Thanks so much again for the info.


----------



## luvmyfurbaby (Feb 11, 2007)

allheart said:


> Maggie, I'm so sorry to hear about your brother's Pitt. It's a terrible pain that loss.
> 
> .A couple of my friends have pits and say they are the most loving babies.
> 
> ...



Thanks Christine. In Dade County they are outlawed he got around by saying he was a Staffie he eventually moved to Orange County (Orlando) and had no problems.

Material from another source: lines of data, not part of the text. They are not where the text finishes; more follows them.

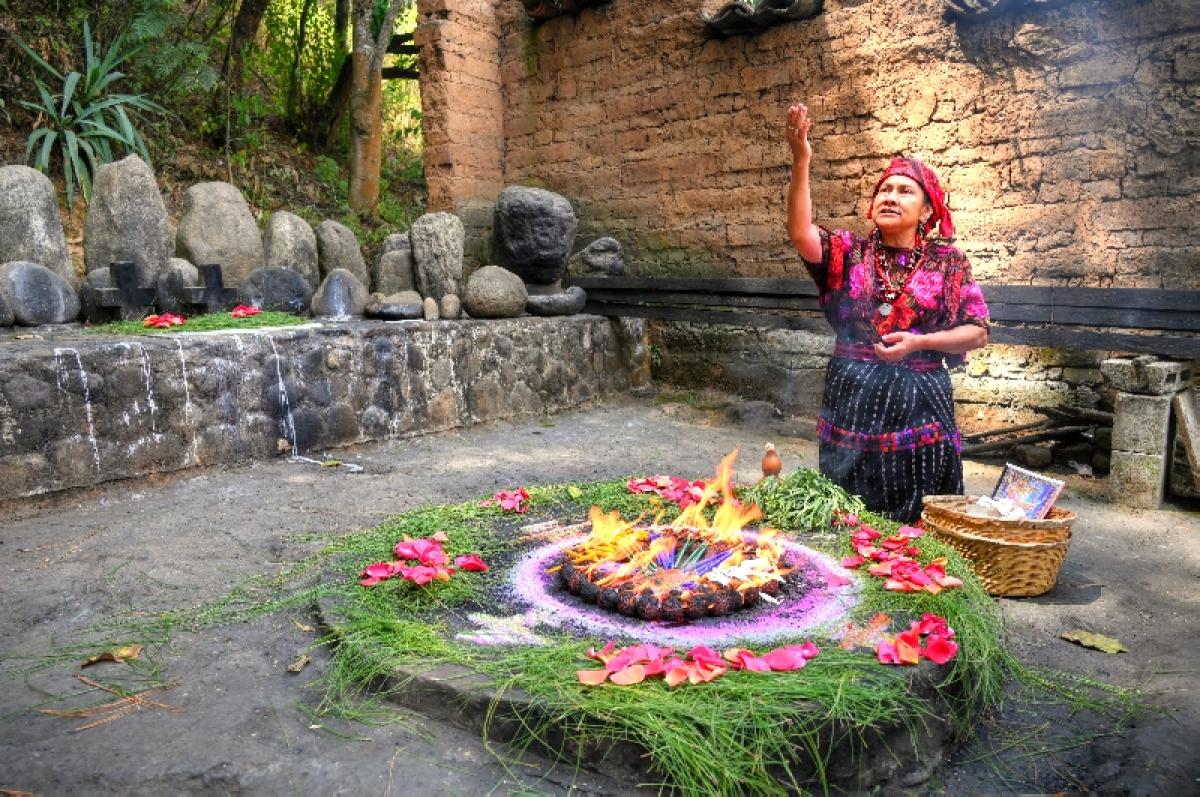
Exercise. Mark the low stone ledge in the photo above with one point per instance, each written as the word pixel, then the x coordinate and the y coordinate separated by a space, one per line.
pixel 78 409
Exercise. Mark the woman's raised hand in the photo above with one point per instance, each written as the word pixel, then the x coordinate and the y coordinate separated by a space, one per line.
pixel 798 125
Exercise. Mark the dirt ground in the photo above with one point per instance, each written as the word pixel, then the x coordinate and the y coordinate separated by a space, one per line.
pixel 145 546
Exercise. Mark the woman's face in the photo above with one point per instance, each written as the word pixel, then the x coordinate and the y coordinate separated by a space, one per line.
pixel 899 204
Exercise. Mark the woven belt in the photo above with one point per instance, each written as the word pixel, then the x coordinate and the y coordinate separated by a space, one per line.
pixel 864 353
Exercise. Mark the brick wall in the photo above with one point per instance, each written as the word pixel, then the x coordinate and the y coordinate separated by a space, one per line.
pixel 1068 137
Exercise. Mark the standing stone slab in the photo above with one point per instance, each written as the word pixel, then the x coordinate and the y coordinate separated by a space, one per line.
pixel 6 317
pixel 289 241
pixel 1137 479
pixel 341 295
pixel 30 227
pixel 437 255
pixel 219 227
pixel 276 288
pixel 172 289
pixel 1141 423
pixel 339 249
pixel 533 233
pixel 37 295
pixel 127 221
pixel 393 269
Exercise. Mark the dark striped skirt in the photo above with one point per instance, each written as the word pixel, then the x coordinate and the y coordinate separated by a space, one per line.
pixel 888 435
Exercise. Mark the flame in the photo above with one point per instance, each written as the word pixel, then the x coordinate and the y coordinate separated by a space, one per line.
pixel 688 553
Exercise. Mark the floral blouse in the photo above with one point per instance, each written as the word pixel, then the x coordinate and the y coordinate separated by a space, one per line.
pixel 940 294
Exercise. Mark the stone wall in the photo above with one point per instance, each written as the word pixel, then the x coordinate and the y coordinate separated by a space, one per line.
pixel 85 408
pixel 1067 136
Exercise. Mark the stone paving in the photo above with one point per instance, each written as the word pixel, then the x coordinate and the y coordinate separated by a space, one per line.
pixel 141 546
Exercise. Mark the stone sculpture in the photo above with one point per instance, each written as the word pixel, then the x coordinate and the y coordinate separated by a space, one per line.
pixel 533 233
pixel 127 221
pixel 30 227
pixel 37 295
pixel 493 292
pixel 276 288
pixel 339 249
pixel 437 253
pixel 601 257
pixel 291 241
pixel 393 270
pixel 341 295
pixel 219 227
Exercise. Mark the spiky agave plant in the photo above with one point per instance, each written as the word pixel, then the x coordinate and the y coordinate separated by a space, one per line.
pixel 85 119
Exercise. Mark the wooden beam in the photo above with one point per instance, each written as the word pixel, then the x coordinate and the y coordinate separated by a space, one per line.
pixel 709 317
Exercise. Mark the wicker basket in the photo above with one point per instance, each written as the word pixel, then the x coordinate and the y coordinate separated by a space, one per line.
pixel 1011 557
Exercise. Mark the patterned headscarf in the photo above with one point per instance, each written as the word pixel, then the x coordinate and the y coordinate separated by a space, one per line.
pixel 911 167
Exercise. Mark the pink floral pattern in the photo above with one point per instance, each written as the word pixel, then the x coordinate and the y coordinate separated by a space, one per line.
pixel 942 293
pixel 859 281
pixel 925 288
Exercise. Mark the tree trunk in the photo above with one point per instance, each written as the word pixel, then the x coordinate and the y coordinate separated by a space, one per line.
pixel 294 72
pixel 366 105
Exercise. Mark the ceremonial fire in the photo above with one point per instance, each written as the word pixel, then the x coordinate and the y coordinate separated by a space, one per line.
pixel 683 569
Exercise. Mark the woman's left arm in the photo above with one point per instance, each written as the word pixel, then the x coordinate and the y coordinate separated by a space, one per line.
pixel 957 340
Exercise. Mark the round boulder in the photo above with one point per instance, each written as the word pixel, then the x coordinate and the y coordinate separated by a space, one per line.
pixel 339 249
pixel 437 253
pixel 30 227
pixel 341 295
pixel 37 295
pixel 493 292
pixel 533 233
pixel 289 241
pixel 127 221
pixel 565 303
pixel 276 288
pixel 219 227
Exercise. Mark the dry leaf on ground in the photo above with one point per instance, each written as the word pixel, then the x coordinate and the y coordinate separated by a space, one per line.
pixel 1096 641
pixel 120 654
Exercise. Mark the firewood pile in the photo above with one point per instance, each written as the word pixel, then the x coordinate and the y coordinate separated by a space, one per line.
pixel 1077 437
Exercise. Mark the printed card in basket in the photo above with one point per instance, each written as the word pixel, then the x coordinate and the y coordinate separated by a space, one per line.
pixel 1033 492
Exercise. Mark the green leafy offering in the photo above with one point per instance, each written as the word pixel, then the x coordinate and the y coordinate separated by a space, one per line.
pixel 202 324
pixel 803 499
pixel 1095 641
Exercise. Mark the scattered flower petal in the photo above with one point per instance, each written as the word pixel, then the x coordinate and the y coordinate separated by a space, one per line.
pixel 472 563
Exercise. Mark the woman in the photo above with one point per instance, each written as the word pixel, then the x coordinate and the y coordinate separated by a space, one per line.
pixel 903 304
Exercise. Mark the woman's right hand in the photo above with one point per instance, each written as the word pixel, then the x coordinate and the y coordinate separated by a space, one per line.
pixel 798 125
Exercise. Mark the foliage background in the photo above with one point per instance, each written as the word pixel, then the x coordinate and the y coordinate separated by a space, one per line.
pixel 270 153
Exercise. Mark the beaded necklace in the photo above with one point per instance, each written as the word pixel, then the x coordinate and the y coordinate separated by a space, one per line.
pixel 887 292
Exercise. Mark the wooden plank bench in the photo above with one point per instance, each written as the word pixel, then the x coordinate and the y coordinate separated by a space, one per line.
pixel 1163 323
pixel 1137 321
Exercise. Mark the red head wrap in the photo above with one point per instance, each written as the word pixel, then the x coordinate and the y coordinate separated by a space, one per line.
pixel 911 167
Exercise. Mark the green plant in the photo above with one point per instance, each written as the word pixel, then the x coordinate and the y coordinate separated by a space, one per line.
pixel 85 119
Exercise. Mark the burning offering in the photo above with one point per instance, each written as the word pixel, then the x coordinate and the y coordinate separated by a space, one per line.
pixel 708 562
pixel 687 569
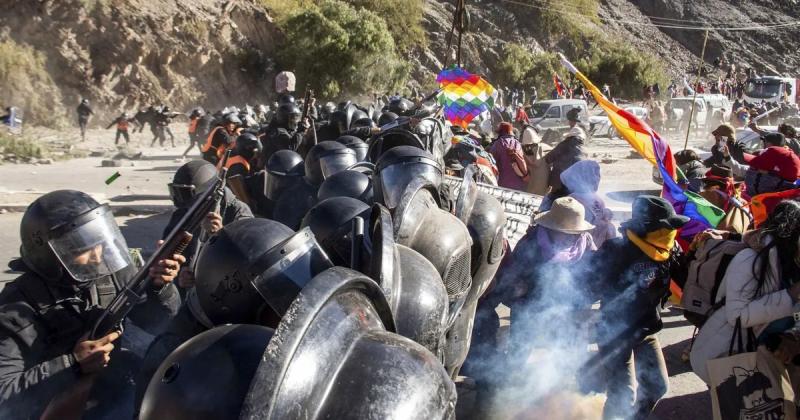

I have 2 pitts in my neighborhood which normally stay in the backyard or indoors. The two times my neighbors ran into the local neighbor police officer he just tels them to put them inside. I think they get a bad rap in general. I have been asked if Snoopy is a Pit :blink::blink::blink: Snoopy's head may be unique but nothing like a Pit's.


----------



## mi_ku_5 (Jun 2, 2008)

"Pitbull" is a term that describes several breeds of dogs including the American Pitbull Terrier, the American Staffordshire Terrier and the Staffordshire Pitbull Terrier. I wouldn't risk it as a pet owner and no resposible Staffie breeder would either. If the powers that be are so ignorant that they would pass a breed ban, then they won't know the difference between a Staffie and an APBT. I wouldn't risk an American Bulldog or Boxer mix either for that matter. There have even been Jack Russell Terriers and Black Labs threatened by pitbull bans. If he has his heart set on a Staffie he needs to move or work on having the ban repealed.


----------



## CloudClan (Jan 31, 2007)

pinkpixie1588 said:


> Here's the equivalent of the AMA Breeder Listing:
> 
> http://www.sbtca.com/final.pdf
> 
> It's put out by the parent club, the Staffordshire Bull Terrier Club of America. They have a code of ethics and other requirements for being members (and thus, listed on that list),* so I assume they're all reputable.*


I just want to say that this is a big assumption about any breeder list from a parent club. Yes, they have ethical guidelines that all the breeders agree to follow. But unethical people have no problem agreeing to such things and then NOT following them. 

These lists are a good starting place, but they do not take the place of good research.


----------